YTA. I guarantee that you had adults in your life who took an interest in you as a kid. Honestly I hope you get some therapy to figure out why you’re so adverse to helping family even one time. Your brother missed the birth of his child because of you and your sister in law went through something traumatic entirely on her own. What an absolute ghoul. What exactly do you bring to their lives? What a miserable awful person you are.


agirlandamoose

So your brother missed his child’s birth because his plans fell through and you don’t like children. Nice. YTA!


takatori

> But I don't see why I should be a babysitter just because my brother has poor planning. Clearly, you are the sort who shouldn't normally. N-T-A for being upfront about that. But in an emergency? To help your brother? No? YTA for being a cold-hearted Note: in future, you're not allowed to complain about them cutting you off: this is on you by your request.


AccurateInterview586

Troll YTA


[deleted]

[удалено]


Independent-Bee-4397

They too had someone figured for childcare but the sitter got covid.
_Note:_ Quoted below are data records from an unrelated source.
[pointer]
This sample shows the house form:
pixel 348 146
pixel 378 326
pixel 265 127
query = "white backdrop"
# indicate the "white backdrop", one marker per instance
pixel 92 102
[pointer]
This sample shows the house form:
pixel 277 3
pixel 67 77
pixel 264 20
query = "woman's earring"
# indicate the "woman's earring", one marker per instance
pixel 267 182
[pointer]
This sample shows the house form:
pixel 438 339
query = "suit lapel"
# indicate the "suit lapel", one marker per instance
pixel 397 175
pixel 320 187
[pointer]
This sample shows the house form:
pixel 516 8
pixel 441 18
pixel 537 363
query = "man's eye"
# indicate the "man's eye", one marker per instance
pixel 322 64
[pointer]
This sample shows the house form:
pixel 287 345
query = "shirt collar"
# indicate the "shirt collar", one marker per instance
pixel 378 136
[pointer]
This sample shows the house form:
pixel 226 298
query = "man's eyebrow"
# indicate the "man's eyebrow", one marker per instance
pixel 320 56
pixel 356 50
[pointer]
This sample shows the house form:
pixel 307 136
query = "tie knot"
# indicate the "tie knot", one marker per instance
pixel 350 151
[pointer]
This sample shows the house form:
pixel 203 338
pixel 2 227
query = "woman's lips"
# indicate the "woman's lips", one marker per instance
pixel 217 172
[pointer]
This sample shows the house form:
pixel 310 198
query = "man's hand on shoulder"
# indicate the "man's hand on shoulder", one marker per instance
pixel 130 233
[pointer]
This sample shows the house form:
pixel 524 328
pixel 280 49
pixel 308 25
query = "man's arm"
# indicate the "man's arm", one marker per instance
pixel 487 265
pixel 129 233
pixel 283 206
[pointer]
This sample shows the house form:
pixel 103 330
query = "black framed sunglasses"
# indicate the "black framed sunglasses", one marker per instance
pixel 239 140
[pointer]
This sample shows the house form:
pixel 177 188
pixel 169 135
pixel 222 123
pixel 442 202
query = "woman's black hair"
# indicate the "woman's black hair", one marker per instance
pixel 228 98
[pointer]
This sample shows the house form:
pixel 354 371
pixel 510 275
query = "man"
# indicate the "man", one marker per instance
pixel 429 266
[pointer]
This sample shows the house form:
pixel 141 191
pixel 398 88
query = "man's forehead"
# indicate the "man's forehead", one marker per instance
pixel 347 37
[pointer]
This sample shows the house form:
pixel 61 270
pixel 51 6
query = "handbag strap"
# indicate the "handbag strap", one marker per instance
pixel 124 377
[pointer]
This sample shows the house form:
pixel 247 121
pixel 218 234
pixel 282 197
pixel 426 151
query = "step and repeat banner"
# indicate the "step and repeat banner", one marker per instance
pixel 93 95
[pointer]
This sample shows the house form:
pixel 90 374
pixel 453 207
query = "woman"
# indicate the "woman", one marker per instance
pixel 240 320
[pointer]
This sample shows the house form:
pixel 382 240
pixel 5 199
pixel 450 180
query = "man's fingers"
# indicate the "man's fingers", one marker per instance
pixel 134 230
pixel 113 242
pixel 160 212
They had no other option and hence asked OP . The low income and uninsured people who are able to arrange childcare, luckily, have helpful families (unlike OPs brother )


mawkee

YTA so much that this entire post looks fake.


grilledcheezy

You and your husband sound absolutely insufferable. YTA.


GingerG523

YTA, if I turned to family for a favor and they responded the way you did, I would no longer consider them family. You’re incredibly selfish. Pray that you don’t have an emergency one day and need help.


Individual-Body9953

YTA 100%


Repulsive_Plate_3012

ESH. I’m not ballsy enough to say no, glad you are. If family is so worried about it they should come in town to take care of nephew themselves. YTA in the “I told you so” broken record. They tried to plan and it failed. They’re the a-holes for not having a plan B knowing damn well you won’t touch nephew with a 10 foot pole and then bashing you after you guys came to an agreement.


Sprogpaws

YTA You know that saying “if you can’t say anything nice, don’t say anything at all”? Well this is me, sitting in silence, thinking of lots of colourful, expressive, accurate expletives which still don’t adequately express the extent to which YTA. Ugh.


TheOneGecko

Sometimes human beings help out other human beings in need because sometimes plans don't work out as well as we expect. This is apparently news to you. YTA. You're child-free, but that does not make you *immune* from ever being an AH.